Obviously, she didn’t mean that every student would get a vibrator and circle jerk with it in health class. But of course, some people interpreted it that way. The right wing lost its shit and Dr. Elders lost her job, which was a damn shame, because she was absolutely right in her thinking. Masturbation is a healthy part of human sexuality, and should be included in any discussion of sexual behavior, both for the celibate and the sexually active.
Another commenter pointed out that the post didn’t address the issue of asexuality, i.e. women who do not experience sexual attraction or urges:
I am asexual and I do not believe that asexuality is abstinence, because (generally speaking) abstinence is refraining from indulging one’s desire for sex - and if one doesn’t have that desire in the first place…I just don’t see it as the same thing and I don’t like unnecessarily equating the two A-words when the “abstinence” one comes loaded with negative connotations.
Asexuality is distinct from abstinence/conscious celibacy, and asexuals fall into a separate category from the sexually active or the consciously celibate. Another commenter explained:
[Asexuality] doesn’t mean that they condemn sex or judge or shame other people who have sex – they may even encourage other people to go out, have fun, and safely fuck their brains out if they want to – it just means that they’re personally not interested in having sex. I’m not going to call them sex-negative for that.
Neither should we.
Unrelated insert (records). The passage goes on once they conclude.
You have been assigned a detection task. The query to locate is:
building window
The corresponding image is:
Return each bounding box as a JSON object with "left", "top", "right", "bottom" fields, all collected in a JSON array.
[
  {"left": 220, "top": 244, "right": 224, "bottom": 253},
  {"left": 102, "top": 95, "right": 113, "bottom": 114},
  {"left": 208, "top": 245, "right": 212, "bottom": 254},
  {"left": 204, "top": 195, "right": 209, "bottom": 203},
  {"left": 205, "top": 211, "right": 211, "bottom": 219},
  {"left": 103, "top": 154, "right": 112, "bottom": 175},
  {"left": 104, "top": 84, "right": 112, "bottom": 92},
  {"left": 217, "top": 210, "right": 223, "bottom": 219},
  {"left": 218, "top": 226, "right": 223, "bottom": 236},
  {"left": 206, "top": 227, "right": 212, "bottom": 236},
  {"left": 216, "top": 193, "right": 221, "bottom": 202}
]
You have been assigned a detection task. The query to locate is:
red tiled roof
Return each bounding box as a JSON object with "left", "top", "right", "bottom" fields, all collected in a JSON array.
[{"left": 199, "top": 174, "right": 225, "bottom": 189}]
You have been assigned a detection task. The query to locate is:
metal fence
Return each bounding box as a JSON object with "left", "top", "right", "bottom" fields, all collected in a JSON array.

Regardless of one’s reasons for not having sex, the consensus seemed to be that you could be “sex positive” regardless of what you do with your genitals:
Sex positivity is, IMHO, about respecting individuals’ autonomy over their own bodies, whether that means choosing to have sex or choosing not to.
And for some people, having that autonomy is a vital part of a healing process that is the essence of feminist empowerment:
I decided that I was not going to fall into the vicious cycle of addiction, abuse and promiscuity present in my family for generations. To complicate matters, I was a closeted lesbian in a society where sexual orientation simply wasn’t discussed. I decided not to have sex at all until I found the person with whom I wanted a committed relationship. For me, the choice *not* to have sex until I met my partner (and even then not right away) was an empowering decision and part of my feminist awakening.
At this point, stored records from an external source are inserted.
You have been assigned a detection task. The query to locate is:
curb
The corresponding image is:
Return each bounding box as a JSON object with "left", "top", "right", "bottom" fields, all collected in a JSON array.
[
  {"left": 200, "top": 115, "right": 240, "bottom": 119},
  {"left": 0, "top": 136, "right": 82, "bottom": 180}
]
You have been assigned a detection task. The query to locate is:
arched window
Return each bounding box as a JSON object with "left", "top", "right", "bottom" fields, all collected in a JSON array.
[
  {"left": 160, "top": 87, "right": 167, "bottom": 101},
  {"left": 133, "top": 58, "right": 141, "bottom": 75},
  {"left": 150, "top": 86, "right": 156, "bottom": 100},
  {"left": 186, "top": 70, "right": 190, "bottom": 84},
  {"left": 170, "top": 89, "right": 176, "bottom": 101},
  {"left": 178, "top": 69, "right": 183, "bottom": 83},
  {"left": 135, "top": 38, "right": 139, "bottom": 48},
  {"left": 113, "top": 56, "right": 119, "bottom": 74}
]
The contrast between the anti-sex, anti-feminist movement and the sex-positive feminist movement seems to come down to–surprise!–privileging and judging women’s sexual behaviors.
I think that [conscious celibacy and sex positivity] are not polar opposites, instead puts the idea of a person’s bodily autonomy and integrity in the forefront of human sexuality and pleasure (regardless of sex and gender)… without privileging one form or type, and othering those do not conform.
I think the last line of that comment is the heart of the matter: our hyper-sexualized society definitely privileges the sexually active and others the conciously celibate. For example, last night while I was zonked on the couch, I watched part of Kourtney and Kloe Kardashian’s (phenomenally shallow and stupid) show, in which they kept pressuring their older sister to drink by chanting “Be a whore, don’t be a bore!” “Whore” was clearly their term for being sexy, cool and fun and OMG, not a prude! It was fucking embarrassing. Problem is, the dumbass Kardashians aren’t the only people who think this way, and frankly, that’s the whole fucking reason we need feminism in the first place–so that we can make decisions about our own bodies without being pushed into them by the wider culture, which in nearly every instance, does not have women’s best interests at heart.